Diante da decisão do ministro Alexandre de Moraes, do Supremo Tribunal Federal (STF), no âmbito de Arguição de Descumprimento de Preceito Fundamental (ADPF), suspendendo o acordo da Lava Jato com a Petrobras, os 13 procuradores da força-tarefa do Ministério Público Federal do Paraná requereram nesta sexta-feira (15/3), à Justiça Federal, o encaminhamento à Corte máxima de informações que, segundo eles, “podem ser relevantes” para a alteração do entendimento do magistrado.

“A decisão (de Alexandre) é reflexo do entendimento equivocado da procuradora-geral a respeito do acordo, segundo o qual os recursos ficariam no Brasil se não fosse a realização do acordo suspenso”, destaca a força-tarefa, em alusão a Raquel Dodge, que fulminou o ajuste da Lava Jato com a Petrobras, por meio de Arguição no Supremo.

Ao suspender o acordo, o ministro apontou que “parece ter ocorrido ilegal desvirtuamento na sua execução”. Pelo acordo, a força-tarefa pretendia administrar um fundo de R$ 1,25 bilhão, equivalente à metade da multa paga pela Petrobras nos EUA.

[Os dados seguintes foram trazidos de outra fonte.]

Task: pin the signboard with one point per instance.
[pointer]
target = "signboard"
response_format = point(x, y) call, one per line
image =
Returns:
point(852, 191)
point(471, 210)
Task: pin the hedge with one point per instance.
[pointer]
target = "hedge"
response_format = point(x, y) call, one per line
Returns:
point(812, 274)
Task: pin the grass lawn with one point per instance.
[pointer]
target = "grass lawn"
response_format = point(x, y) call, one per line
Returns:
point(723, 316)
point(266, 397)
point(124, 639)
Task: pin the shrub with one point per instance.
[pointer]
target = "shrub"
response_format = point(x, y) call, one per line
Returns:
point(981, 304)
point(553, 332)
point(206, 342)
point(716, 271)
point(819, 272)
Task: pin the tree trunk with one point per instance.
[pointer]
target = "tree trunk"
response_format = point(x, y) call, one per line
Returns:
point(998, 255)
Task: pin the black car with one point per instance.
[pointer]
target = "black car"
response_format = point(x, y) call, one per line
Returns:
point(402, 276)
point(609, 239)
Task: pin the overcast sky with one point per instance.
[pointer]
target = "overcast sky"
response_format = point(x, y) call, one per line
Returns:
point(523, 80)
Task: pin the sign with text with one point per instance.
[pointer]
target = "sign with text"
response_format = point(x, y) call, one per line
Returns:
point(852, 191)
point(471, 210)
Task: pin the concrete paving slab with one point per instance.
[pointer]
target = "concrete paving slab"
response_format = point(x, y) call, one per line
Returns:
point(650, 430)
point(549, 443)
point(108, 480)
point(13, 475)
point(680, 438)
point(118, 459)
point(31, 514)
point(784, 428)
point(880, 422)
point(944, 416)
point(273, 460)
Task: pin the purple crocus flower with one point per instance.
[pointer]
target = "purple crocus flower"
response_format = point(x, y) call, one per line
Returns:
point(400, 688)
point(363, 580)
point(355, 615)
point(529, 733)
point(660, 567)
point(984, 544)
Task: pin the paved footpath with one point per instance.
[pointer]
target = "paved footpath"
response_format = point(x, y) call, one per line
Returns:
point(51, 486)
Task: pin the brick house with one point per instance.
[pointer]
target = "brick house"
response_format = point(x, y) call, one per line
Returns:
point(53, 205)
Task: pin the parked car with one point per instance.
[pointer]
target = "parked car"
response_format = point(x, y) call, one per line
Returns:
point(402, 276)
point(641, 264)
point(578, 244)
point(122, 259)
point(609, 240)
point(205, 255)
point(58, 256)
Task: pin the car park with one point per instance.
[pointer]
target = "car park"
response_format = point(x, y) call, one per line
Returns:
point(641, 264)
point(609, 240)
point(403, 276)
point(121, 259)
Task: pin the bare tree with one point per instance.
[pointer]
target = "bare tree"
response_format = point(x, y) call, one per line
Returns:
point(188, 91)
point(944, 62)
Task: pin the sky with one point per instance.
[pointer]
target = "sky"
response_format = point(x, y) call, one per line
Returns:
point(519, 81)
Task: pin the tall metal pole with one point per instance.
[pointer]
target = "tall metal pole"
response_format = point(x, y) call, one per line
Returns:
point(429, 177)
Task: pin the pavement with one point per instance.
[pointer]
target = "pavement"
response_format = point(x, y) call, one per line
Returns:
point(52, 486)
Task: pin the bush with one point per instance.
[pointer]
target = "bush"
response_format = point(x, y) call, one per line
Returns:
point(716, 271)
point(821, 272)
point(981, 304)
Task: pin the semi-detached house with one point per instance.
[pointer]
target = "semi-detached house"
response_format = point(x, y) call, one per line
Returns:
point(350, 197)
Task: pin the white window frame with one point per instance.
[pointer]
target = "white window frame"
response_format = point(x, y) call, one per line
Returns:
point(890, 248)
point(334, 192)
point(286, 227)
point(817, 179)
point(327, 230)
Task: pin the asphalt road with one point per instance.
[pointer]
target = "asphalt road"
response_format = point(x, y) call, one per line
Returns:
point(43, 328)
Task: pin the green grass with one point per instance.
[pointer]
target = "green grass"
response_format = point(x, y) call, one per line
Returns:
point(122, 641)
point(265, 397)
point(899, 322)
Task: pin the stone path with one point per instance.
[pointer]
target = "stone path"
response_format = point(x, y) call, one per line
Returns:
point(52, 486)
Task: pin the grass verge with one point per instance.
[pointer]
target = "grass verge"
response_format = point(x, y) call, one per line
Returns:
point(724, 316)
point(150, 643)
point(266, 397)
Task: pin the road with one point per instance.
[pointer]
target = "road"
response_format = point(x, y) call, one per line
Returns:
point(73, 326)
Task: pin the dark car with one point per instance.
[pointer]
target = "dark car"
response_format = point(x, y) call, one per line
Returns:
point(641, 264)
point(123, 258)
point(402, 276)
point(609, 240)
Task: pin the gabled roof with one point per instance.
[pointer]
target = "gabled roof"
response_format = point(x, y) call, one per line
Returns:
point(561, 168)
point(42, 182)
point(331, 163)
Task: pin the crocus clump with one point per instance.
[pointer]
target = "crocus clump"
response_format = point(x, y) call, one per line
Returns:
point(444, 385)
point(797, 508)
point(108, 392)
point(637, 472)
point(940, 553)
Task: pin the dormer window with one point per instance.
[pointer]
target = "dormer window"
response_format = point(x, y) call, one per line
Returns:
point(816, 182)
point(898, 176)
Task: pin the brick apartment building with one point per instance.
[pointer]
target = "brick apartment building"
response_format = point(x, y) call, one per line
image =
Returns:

Os procuradores sustentam que em 26 de setembro de 2018, “às vésperas da divulgação do Memorando de Entendimento firmado entre a força-tarefa Lava Jato e a Petrobras, que é o ajuste que precedeu o acordo formal combatido na ADPF, os membros da Lava Jato informaram à procuradora regional da República que ocupa a função de secretária da Função Penal Originária (assessora direta da PGR) a celebração do Memorando de entendimento”.

“Os termos do ajuste são bastante semelhantes ao termo do acordo posteriormente celebrado”, afirmam os 13 procuradores da força-tarefa.

Ajustamento de conduta
“Comunicaram ainda, na mesma oportunidade, que este Memorando dispunha sobre a futura celebração de Termo de Ajustamento de Conduta entre a Petrobras e a força-tarefa, relacionado ao acordo firmado entre a Petrobras e as autoridades americanas, para que os recursos fossem destinados no Brasil ao ressarcimento de investidores do mercado acionário brasileiro e para programas sociais e educativos, para a promoção da cidadania, da integridade no setor público e da transparência, dentre outros”.

Eles afirmam que “assim que a procuradora-geral Raquel Dodge foi empossada no cargo, esta força-tarefa solicitou reunião presencial com o objetivo de tratar dessa questão”.

“Na reunião, a força-tarefa informou diretamente à Procuradora-Geral e a Procuradora Regional da República que a assessora (Secretária da Função Penal Originária) a existência da possibilidade de que a Petrobras fosse punida nos Estados Unidos, sob a condição de vítima da Petrobras nas investigações da força-tarefa e sobre a relevância de se reverter em favor do Brasil valores de eventual punição que pudesse ser aplicada naquele país”, alegam.